Member of the Chamber of Deputies
- In office 15 May 1933 – 15 May 1937
- In office 15 May 1926 – 15 May 1930
- In office 15 May 1921 – 11 September 1924

Personal details
- Born: 13 June 1881 Collipulli, Chile
- Died: 20 May 1961 (aged 79) Chile
- Party: Radical Party
- Spouse: Julia Neumann Aravena
- Alma mater: University of Chile

= Domingo Durán =

Chilean politician (1881–1961)

Domingo Antonio Durán Morales (13 June 1881 – 20 May 1961) was a Chilean civil engineer, public administrator and politician of the Radical Party. He served multiple terms as a deputy, was president of the Chamber of Deputies, and held ministerial office during both administrations of President Arturo Alessandri Palma.

== Biography ==
Durán was born in Collipulli on 13 June 1881, the son of Calixto Durán Valderrama and María Morales Moreno. He married Julia Neumann Aravena on 26 April 1913; the couple had three children.

He studied at the Liceo de Temuco and the Instituto Nacional, and later entered the University of Chile, where he graduated as a civil engineer on 16 October 1905.

Following his graduation, he joined the Directorate General of Public Works, becoming chief railway engineer in 1909. He led the construction of the Saboya–Capitán Pastene railway and participated in studies for the Curicó–Los Queñes and Loncoche–Villarrica railway lines. He later worked as a contractor and held senior positions in private enterprises, including director of the Compañía de Petróleos de Chile and the insurance company La Metropolitana. Between 1942 and 1947, he served as Executive Vice President of the Caja de Empleados Particulares.

== Political career ==
A member of the Radical Party, Durán Morales was president of several party organizations in Temuco, including the Radical Assembly and Propaganda Center.

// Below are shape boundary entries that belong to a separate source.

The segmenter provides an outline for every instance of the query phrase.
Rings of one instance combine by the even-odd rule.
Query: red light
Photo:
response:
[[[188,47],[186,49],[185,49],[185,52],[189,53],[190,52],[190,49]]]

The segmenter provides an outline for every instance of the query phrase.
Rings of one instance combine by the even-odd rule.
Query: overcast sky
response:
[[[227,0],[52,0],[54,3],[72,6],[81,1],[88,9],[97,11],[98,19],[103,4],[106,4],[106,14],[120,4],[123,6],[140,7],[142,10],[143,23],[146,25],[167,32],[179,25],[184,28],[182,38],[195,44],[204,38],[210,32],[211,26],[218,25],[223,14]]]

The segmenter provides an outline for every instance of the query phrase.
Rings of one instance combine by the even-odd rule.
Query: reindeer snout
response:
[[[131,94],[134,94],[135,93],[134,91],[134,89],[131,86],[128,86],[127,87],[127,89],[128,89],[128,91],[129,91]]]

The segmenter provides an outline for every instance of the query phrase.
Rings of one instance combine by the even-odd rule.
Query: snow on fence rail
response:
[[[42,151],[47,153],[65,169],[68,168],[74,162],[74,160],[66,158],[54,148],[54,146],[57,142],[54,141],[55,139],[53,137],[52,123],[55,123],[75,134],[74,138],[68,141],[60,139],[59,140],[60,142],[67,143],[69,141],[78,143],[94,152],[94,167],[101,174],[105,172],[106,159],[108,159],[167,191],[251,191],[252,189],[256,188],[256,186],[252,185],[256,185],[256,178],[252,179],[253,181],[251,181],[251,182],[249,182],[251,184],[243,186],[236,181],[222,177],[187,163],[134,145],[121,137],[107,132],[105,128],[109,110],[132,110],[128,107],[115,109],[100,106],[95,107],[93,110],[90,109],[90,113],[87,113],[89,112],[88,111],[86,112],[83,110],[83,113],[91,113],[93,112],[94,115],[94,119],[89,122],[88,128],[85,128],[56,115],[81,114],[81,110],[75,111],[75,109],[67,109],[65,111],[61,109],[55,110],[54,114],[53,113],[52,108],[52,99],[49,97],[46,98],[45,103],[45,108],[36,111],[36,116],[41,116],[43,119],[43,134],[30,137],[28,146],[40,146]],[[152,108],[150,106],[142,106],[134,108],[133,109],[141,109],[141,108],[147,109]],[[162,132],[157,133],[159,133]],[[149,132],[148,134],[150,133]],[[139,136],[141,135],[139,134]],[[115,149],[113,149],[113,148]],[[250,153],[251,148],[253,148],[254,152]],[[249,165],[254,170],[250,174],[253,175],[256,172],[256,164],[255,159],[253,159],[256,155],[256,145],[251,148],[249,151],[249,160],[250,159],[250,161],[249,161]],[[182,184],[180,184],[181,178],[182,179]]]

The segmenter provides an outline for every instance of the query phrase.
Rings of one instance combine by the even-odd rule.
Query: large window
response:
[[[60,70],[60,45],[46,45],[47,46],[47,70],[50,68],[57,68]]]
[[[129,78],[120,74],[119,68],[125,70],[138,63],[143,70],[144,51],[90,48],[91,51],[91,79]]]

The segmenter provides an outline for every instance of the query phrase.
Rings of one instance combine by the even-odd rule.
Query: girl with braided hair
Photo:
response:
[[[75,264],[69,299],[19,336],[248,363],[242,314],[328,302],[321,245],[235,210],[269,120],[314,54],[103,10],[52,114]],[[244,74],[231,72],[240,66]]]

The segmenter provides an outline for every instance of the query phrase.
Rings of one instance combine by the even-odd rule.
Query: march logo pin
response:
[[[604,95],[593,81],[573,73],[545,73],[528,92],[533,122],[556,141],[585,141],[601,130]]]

He was appointed Intendant of Talca and later served as Minister of Justice and Public Instruction from 3 January to 1 February 1924, during the first government of President Arturo Alessandri Palma. During Alessandri’s second administration, he simultaneously served as Minister of Education and Minister of Justice from 24 December 1932 to 19 April 1934.

Durán was elected deputy for the 21st Departamental District (Temuco, Imperial and Llaima) for the 1921–1924 term, and later for the 6th Departamental District (Valparaíso, Quillota, Limache and Casablanca) for the 1926–1930 term. He served as President of the Chamber of Deputies from 7 to 15 May 1924 and chaired the Standing Committee on Public Works during both of his parliamentary terms.